对方瞥向他,“他确实想拿我们喂阵,是你醒了才救了我们。”陈生停了一下,边思考边补充道,“多半是输入的灵力惊动了那两人,强行让长老放我们走了。”
“他们也忌惮盛山宗?”姜松追问道。
“很奇怪吗?”陈生不解歪头,并没有过多解释,“找个安全处解蛊吧。”
若是他们忌惮盛山宗,那想必也不会和盛山宗合作,所以下石蛊的人不是盛山宗的?
姜松犹豫良久,在心中的名单上浅浅落下半笔,到底没彻底排除怀疑。
几人赶路良久找到一个石窟,在善水的指导下,姜松以血为号,用绵软的灵力细细操纵,半晌,两只几近透明的蛊虫便从手腕处试探着露了头。
下一刻,灰飞烟灭。
陈生吐出一口浊气,却又突然蹙眉。
姜松心里涌上不好的猜想,总不能……石蛊解了还会半兽化吧。
虽然这是白赚的买卖,但他可不想一辈子和陈生捆绑在一起啊!
果然,对面的男人冲他微微挑眉,一副无可奈何的样子。
善水松了松筋骨,站立起身,“你接下来去哪儿?”
姜松眨两下眼,迅速起身,装作不经意地把玉瓶塞到储物袋中,“我……还没想好,你呢?”
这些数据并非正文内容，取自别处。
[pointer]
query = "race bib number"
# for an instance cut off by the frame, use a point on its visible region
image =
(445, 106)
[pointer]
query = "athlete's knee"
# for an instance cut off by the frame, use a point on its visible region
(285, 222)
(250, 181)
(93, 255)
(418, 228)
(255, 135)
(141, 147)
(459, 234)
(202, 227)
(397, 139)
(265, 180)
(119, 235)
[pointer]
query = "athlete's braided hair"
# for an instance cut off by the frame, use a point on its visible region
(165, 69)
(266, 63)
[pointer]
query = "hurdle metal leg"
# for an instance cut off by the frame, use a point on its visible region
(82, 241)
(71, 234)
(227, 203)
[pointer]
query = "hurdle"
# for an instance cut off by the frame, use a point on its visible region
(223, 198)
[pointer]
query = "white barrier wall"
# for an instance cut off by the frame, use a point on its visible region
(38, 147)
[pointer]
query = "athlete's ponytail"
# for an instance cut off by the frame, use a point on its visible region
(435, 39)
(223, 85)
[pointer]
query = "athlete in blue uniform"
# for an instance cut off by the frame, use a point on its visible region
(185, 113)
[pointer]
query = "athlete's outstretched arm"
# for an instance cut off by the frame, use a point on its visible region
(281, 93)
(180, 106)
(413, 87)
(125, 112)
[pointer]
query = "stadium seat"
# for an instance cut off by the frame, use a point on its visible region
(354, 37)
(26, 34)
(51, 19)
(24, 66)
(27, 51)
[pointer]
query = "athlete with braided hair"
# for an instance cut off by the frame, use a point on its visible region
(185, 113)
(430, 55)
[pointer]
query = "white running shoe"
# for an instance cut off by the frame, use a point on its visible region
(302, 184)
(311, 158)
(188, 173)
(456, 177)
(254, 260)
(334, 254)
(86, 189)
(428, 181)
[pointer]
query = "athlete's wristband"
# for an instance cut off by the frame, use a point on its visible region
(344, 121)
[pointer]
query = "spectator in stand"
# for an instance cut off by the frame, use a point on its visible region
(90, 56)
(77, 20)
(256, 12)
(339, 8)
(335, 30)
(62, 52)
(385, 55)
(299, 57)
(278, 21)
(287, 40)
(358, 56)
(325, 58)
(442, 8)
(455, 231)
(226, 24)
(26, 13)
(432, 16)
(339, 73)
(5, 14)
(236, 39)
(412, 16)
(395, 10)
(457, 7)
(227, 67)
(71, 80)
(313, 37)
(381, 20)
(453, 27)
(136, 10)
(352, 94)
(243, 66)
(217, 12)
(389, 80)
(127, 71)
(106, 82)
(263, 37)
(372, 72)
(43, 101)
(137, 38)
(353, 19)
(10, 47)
他心脏剧烈跳动着,似乎要一飞冲天,带着头顶都一弹一弹得难以克制,连面上也晕红了一片。
姜松咽下口水,发现两人都盯着他不说话,什么情况?不给……不给他偷偷带走?
好在没人质疑,几人似乎在北疆中养出了点心照不宣的默契,对于一些互帮互助的恩情都偿还在自然地装傻中。
“盛山宗的弟子,为什么会中石蛊?”善水正视陈生,先发制人道。
你真会问问题……人家自己还在想为什么呢。
姜松无语抬眼,又紧张地盯着陈生,生怕陈生一剑砍上去。
“似乎与你无关。”陈生没有多看他一眼,反而盯着姜松,“你和我回盛山宗。”
“什么?谁同意了?谁!”姜松应激地喊道,虽然他之前白日做梦,妄想潜入盛山宗,但是这解药到手,他说什么也得先回暮崖峰一趟。
再说,闫家的嫌疑更大,怎么说也应该从闫家入手吧。
姜松嘀嘀咕咕着,脑中传来陈生的声音,“你不是好奇骨铃为什么会在古宅吗?”
这句话是什么意思。姜松面上一脸无辜,心里却掀起惊涛骇浪,他俩认识这么久,这好像是陈生第一次把查石蛊的计划告诉他。
他俩竟然在不知不觉中成为如此亲密的查案搭档了?
陈生这话诱惑太大,姜松心动了,他知道陈生多半是为了让他吸收妖力,顺便套些姜逸中石蛊的消息,但这明晃晃的橄榄枝让他无法拒绝。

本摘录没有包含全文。